According to the African Union (AU), African Digital Transformation Strategy seeks to enable the continent fully adopt 4IR technologies that include artificial intelligence, robotics, blockchain, drones, wearable technologies, 3D printing, Big Data, and software-enabled industrial platforms. This will see the development of a Digital Single Market (DSM) for Africa. And as part of important priorities of the AU, the continent has laid down frameworks that include Accelerated Industrial Development Action Plan (AIDA), African Continental Free Trade Area (AfCFTA), African Union Financial Institutions (AUFIs), Free Movement of Persons (FMP), Policy and Regulatory Initiative for Digital Africa (PRIDA), Programme for Infrastructure Development in Africa (PIDA) and Single African Air Transport Market (SAATM).

In addition to these African development initiatives, startups in the continent are increasingly contributing to the 4IR ecosystem. According to the AU, startups in Africa garnered more than $1.2 billion equity in 2018, up from $560 million in 2017.
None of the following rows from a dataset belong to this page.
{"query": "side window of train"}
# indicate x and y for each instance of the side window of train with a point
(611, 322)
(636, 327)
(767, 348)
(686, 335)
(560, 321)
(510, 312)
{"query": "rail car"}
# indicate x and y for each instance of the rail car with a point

There are more than 442 active tech hubs, business (startup) incubators and accelerators across Africa according to a report by GSMA in 2018. The recent figures place the number at 618 and 643 according to Forbes. These hubs have emerged even in new regions beyond traditional hub regions in South Africa, Kenya, Nigeria, Egypt and Morocco.

Mobile operators and internet service providers (with their own new and existing technologies such as mobile money), are pivotal in the promotion of the African tech scene due to their close involvement in the digital space. For example, Orange has used its Orange Fab hub to support the Francophone region of Africa. MTN and Liquid Telecom (provider of ICT infrastructure in Africa) are supporting the tech scene with in-house hubs such as Y’ello Startup (in Abidjan by MTN).

It is therefore important to note that these tech hubs are churning out startups in all facets of 4IR technologies. This therefore places Africa at the advantage of using both imported and home-grown technologies to forge head-first into the 4IR and share the spoils in the US-China digital cold war. Lastly, Africa has another hidden advantage as PWC notes: “From the demographic advantage of a young and fast growing population to a progressively well-off and ambitious middle class, Africa has the potential to become a new powerhouse of production and consumption in the 21st century.”